NEWS

Dukung Mendikbud, Rektor UTS: Ada Mahasiswa Terkendala Skripsi 7 Tahun

SUMBAWA, KOMPAS.com – Rektor Universitas Teknologi Sumbawa (UTS) di Kabupaten Sumbawa, Nusa Tenggara Barat (NTB), mendukung dan menyambut baik Peraturan Menteri Pendidikan, Kebudayaan, Riset, dan Teknologi (Permendikbudristek) Nomor 53 Tahun 2023 tentang Penjaminan Mutu Pendidikan Tinggi yang tidak mewajibkan mahasiswa strata 1 (S1) membuat skripsi untuk kelulusan.

Rektor UTS Chairul Hudaya mengatakan pihaknya menyambut baik aturan baru yang dikeluarkan oleh Menteri Pendidikan, Kebudayaan, Riset, dan Teknologi (Mendikbudristek) Nadiem Anwar Makarim terkait aturan tak mewajibkan skripsi menjadi syarat kelulusan mahasiswa.

“Aturan ini bukan penyederhanaan soal skripsi saja. Standar nasional di bidang waktu SKS (sistem kredit semester) juga. Jadi silakan saja kalau ingin itu,” katanya saat dikonfirmasi, Kamis (31/8/2023).

Chairul menyebutkan, Permen Nomor 53 Tahun 2023 tentang Penjaminan Mutu Pendidikan Tinggi itu memiliki banyak metode yang bisa dipilih mahasiswa untuk menyelesaikan tugas akhir. Namun aturan itu tetap harus ditentukan oleh perguruan tinggi (PT).

“Ini bagus buat mahasiswa yang terkendala dalam penelitian skripsinya. Karena ada mahasiswa itu menyelesaikan kuliah terkendala penelitian 6 sampai 7 tahun,” sebut Chairul.

Ia menilai kewajiban membuat karya ilmiah dalam bentuk skripsi bagi S1 dan Tesis untuk S2 itu memang mengarahkan lulusan sebagai peneliti.

“Jadi itu banyak sebenarnya mahasiswa lulus jadi pengusaha. Artinya aturan ini, PT dibebaskan menerapkan beragam metode tugas akhir mahasiswa,” ujarnya.

Menurut dia, dalam aturan yang baru tersebut tugas akhir mahasiswa nantinya akan berbentuk prototipe, proyek, atau bentuk lainnya. Dalam aturan tersebut mahasiswa tidak diwajibkan lagi memilih skripsi, tesis, atau disertasi sebagai syarat kelulusan.

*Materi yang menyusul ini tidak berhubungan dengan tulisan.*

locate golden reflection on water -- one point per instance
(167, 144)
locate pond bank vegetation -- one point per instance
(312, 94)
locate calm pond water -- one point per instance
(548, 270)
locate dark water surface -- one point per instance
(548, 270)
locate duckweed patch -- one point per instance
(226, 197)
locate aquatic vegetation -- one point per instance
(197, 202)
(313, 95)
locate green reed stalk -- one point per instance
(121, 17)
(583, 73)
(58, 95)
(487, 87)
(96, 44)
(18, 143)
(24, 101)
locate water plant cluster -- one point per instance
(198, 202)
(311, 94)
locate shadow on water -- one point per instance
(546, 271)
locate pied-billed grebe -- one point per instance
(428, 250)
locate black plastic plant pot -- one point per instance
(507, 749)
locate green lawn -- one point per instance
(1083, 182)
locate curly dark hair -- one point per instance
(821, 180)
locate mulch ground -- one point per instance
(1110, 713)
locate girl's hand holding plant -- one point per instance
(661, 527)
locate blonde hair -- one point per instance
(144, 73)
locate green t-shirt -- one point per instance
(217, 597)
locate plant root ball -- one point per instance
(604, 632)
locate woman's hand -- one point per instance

“Skripsi ini sifatnya teoritis dan praktis. Nanti ada metode prototipe membuat sesuatu hal yang baru jika mahasiswa memilih itu. Membuat skripsi itu boleh. Tapi metodenya dibebaskan. Pilihan merdeka belajar itu adalah mahasiswa bebas memilih metode apa. Prototipe, proyek atau skripsi,” jelasnya.

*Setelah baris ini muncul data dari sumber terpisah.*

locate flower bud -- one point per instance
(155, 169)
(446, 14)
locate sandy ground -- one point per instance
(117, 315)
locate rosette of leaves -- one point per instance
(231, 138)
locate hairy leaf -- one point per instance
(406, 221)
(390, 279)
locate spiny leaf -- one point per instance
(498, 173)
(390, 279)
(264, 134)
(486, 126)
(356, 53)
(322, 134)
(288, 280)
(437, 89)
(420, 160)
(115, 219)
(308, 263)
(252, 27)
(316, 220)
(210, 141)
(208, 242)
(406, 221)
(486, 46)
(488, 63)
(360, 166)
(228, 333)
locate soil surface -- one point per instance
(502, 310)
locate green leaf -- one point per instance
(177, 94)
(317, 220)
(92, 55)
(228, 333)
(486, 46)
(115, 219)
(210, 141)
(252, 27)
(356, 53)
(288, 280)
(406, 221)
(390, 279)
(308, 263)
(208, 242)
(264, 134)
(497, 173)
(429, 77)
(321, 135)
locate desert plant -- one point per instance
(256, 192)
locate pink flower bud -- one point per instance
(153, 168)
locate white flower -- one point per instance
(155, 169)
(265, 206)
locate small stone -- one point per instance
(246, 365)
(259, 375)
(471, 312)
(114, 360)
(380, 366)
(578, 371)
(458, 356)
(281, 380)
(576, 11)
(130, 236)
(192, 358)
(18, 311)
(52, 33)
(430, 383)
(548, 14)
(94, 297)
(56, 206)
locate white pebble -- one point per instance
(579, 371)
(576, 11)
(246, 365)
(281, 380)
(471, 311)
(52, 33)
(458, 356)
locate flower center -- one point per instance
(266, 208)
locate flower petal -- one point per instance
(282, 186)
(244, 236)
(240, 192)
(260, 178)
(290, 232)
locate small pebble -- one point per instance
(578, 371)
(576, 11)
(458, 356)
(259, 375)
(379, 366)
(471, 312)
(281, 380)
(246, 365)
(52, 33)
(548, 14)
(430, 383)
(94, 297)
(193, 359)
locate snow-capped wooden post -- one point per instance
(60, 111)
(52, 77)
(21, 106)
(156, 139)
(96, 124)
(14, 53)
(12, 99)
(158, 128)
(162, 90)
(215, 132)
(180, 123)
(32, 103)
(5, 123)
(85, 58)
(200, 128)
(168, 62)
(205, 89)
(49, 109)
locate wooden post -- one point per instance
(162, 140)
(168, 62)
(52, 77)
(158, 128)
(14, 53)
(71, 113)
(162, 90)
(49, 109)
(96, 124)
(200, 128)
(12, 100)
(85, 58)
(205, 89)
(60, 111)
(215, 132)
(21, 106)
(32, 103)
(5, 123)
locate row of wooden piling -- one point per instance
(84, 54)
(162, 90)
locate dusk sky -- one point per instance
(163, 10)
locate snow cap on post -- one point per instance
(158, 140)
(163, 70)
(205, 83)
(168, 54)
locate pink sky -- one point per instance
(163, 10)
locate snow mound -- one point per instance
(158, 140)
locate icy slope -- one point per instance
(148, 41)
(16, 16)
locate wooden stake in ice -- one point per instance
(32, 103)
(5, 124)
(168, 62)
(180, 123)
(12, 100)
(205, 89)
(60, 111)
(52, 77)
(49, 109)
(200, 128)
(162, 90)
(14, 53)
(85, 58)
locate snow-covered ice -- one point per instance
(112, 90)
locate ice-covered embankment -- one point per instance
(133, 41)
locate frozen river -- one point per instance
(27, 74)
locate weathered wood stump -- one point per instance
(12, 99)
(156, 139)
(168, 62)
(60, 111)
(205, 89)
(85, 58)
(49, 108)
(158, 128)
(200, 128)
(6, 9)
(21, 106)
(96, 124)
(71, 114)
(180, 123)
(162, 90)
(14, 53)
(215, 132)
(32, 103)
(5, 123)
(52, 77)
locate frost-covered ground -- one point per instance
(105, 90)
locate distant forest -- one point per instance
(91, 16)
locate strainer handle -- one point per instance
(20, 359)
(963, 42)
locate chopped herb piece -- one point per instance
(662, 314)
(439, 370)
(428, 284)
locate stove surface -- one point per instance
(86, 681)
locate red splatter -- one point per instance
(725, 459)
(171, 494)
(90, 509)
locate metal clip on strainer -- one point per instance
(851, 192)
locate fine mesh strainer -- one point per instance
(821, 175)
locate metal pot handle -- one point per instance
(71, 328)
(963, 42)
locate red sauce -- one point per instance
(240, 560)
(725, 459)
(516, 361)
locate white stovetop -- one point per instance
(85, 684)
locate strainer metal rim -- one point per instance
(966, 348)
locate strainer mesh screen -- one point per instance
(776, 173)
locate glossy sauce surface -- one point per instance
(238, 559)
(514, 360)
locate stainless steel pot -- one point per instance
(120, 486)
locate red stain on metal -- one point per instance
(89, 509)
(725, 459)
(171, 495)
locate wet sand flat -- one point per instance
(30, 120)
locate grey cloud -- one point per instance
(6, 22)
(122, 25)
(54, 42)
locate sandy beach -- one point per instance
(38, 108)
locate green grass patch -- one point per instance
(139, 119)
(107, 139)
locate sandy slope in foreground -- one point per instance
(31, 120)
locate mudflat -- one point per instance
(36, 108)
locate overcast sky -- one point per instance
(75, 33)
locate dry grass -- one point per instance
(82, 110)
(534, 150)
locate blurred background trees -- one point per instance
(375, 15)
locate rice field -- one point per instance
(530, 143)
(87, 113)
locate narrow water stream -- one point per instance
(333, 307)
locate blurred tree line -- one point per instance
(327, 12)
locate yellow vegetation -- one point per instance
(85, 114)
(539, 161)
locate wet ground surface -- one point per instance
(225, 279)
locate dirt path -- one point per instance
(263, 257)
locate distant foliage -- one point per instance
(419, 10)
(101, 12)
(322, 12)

Jika mahasiswa terkendala biaya dalam memilih metode prototipe atau proyek sebagai karya akhir syarat kelulusan, bisa dilakukan secara kolektif dengan dosen pengampu.

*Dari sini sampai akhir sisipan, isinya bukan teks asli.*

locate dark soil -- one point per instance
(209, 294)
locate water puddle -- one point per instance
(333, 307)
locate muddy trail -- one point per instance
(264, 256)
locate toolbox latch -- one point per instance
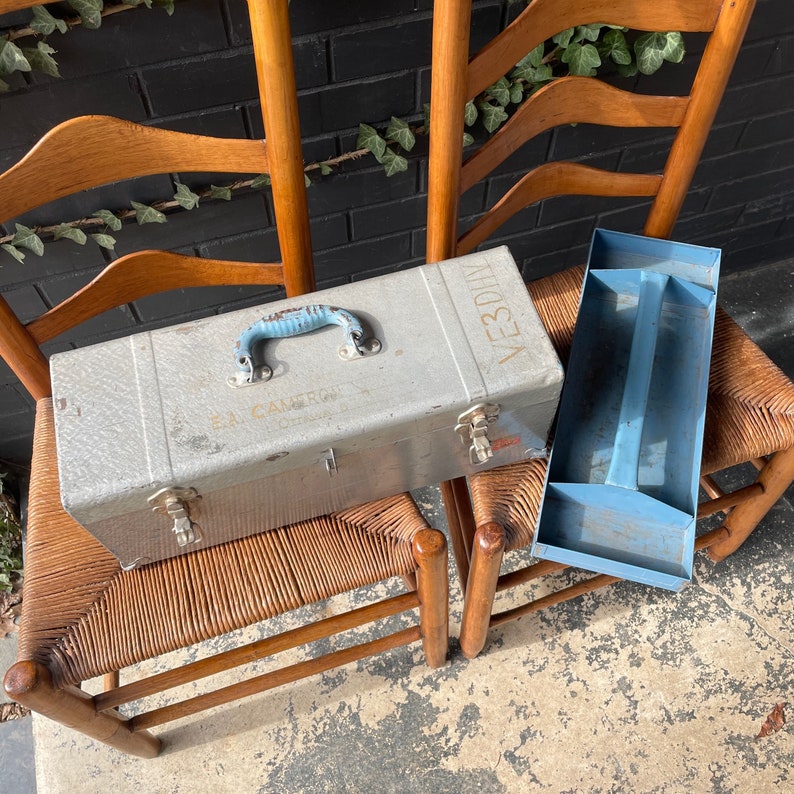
(472, 428)
(181, 505)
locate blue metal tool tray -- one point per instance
(621, 495)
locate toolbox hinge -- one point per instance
(472, 428)
(181, 505)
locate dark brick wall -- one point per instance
(359, 61)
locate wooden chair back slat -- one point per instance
(90, 151)
(555, 179)
(543, 19)
(456, 80)
(144, 273)
(571, 100)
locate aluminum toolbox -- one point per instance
(158, 454)
(621, 495)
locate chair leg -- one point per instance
(432, 582)
(460, 520)
(30, 684)
(775, 477)
(486, 562)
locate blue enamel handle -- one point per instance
(294, 322)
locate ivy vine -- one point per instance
(580, 50)
(87, 13)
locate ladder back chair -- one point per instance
(84, 617)
(750, 415)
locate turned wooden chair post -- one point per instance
(86, 618)
(751, 404)
(279, 100)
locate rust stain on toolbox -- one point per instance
(450, 372)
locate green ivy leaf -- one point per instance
(25, 237)
(399, 131)
(64, 231)
(40, 58)
(649, 49)
(44, 22)
(492, 116)
(105, 240)
(12, 59)
(369, 139)
(15, 252)
(185, 197)
(500, 92)
(614, 46)
(393, 163)
(674, 51)
(582, 59)
(470, 114)
(147, 214)
(109, 219)
(89, 11)
(223, 193)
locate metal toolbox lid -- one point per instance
(154, 409)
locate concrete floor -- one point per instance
(629, 689)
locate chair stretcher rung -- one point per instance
(254, 651)
(728, 500)
(542, 568)
(594, 583)
(272, 680)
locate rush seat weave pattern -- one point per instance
(101, 618)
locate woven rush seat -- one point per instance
(96, 618)
(748, 394)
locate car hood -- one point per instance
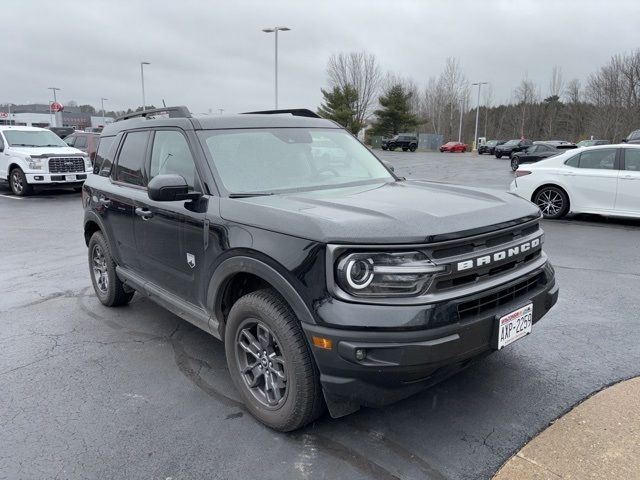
(397, 212)
(47, 151)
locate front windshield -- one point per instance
(280, 159)
(33, 138)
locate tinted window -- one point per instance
(603, 159)
(171, 154)
(632, 159)
(104, 157)
(130, 167)
(81, 141)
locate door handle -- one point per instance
(145, 213)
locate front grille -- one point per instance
(501, 297)
(66, 165)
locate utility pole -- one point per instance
(475, 135)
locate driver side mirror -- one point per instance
(170, 188)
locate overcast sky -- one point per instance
(212, 54)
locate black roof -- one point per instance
(179, 117)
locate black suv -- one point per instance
(330, 280)
(512, 146)
(406, 142)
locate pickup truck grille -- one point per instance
(66, 165)
(501, 297)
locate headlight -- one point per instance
(385, 274)
(34, 163)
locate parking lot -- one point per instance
(136, 392)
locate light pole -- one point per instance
(276, 30)
(144, 103)
(55, 100)
(103, 120)
(475, 136)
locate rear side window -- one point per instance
(81, 141)
(131, 160)
(632, 159)
(104, 157)
(601, 159)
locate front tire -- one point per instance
(18, 183)
(270, 362)
(552, 201)
(108, 287)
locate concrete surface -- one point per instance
(599, 439)
(135, 392)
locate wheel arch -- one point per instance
(243, 274)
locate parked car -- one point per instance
(62, 132)
(406, 142)
(603, 180)
(538, 151)
(85, 141)
(453, 147)
(592, 143)
(510, 147)
(633, 137)
(489, 147)
(32, 157)
(337, 285)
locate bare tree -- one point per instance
(361, 71)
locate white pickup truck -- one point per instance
(32, 157)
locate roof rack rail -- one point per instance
(171, 112)
(298, 112)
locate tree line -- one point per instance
(606, 106)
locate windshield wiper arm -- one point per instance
(245, 195)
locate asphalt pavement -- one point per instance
(135, 392)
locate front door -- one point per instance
(628, 198)
(170, 235)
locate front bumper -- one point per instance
(399, 363)
(55, 178)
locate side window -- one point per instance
(104, 157)
(81, 141)
(632, 159)
(602, 159)
(171, 154)
(131, 160)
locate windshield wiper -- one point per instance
(245, 195)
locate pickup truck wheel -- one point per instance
(270, 362)
(552, 201)
(108, 287)
(18, 183)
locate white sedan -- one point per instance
(603, 180)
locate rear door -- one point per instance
(594, 182)
(170, 236)
(628, 198)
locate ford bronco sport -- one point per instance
(330, 280)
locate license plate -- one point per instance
(515, 325)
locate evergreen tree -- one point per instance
(339, 105)
(395, 115)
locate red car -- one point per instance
(453, 147)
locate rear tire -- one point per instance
(108, 287)
(270, 362)
(18, 183)
(552, 201)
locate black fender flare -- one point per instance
(245, 264)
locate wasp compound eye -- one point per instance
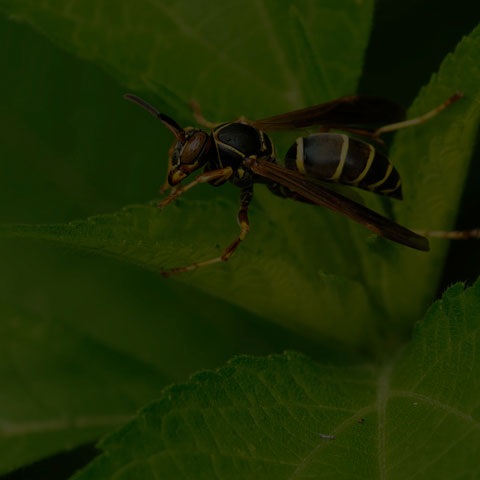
(194, 148)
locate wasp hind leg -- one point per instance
(418, 120)
(242, 219)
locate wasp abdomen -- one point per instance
(335, 157)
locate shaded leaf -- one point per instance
(288, 417)
(257, 56)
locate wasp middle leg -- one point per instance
(242, 219)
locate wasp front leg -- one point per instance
(221, 174)
(242, 219)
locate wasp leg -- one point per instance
(418, 120)
(453, 235)
(242, 219)
(223, 174)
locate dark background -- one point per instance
(409, 40)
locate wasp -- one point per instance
(241, 152)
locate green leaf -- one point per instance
(288, 417)
(255, 55)
(62, 388)
(283, 39)
(59, 156)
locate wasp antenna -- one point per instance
(142, 103)
(170, 123)
(173, 126)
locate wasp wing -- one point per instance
(353, 110)
(317, 194)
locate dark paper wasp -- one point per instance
(242, 153)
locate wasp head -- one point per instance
(189, 152)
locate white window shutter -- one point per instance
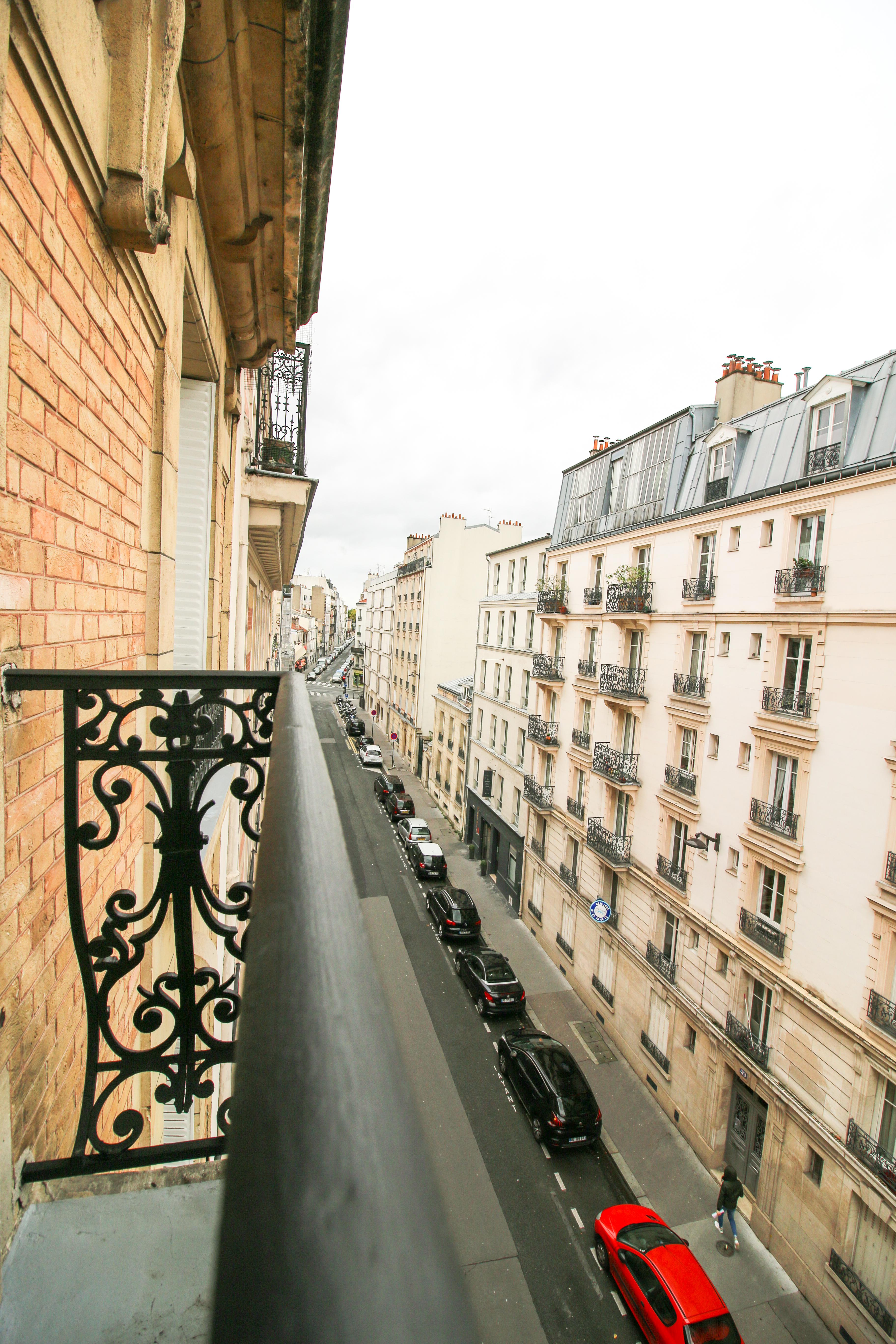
(194, 523)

“Misalnya dia berkolaborasi dengan proyek dosen. Itu nanti biaya dari hasil proyek tersebut kan,” ucapnya. Saat ini, UTS akan melakukan kajian dan akan melakukan penyesuaian dengan aturan yang dikeluarkan oleh Menteri Nadiem pada Selasa (29/8/2023) kemarin.

“Sesegera mungkin akan kita implementasikan juga. Membantu mahasiswa kita agar lulusnya lebih baik. Bisa bermanfaat kemudian bagi masyarakat juga,” ungkapnya.

Chairul pun mengklaim bahwa program merdeka belajar yang digaungkan Nadiem Makarim juga sangat membantu mahasiswa menghasilkan sesuatu yang bermanfaat sebelum terjun ke dunia kerja.

“Misalnya mahasiswa magang di perusahaan bisa langsung laporan magangnya tidak harus skripsi. Saya di Korsel dulu tidak ada skripsi untuk mahasiswa S1. Ini kan berat sekali. Saya kira Permendikbud yang baru akan memperbanyak mahasiswa ikut program merdeka belajar juga,” katanya.

Chairul juga mencontohkan selama program merdeka belajar, lebih dari 100 desa di Kabupaten Sumbawa terbantu dengan program tersebut. Pasalnya mahasiswa mampu mengembangkan potensi desa-desa sesuai lokasi pengabdi selama mengikuti program merdeka belajar.

“Program ini kan mengonversi SKS (sistem kredit semester) mahasiswa yang bisa cepat mendapatkan pekerjaan. Magang di perusahaan dan industri. Lebih mudah bekerja setelah lulus,” pungkasnya.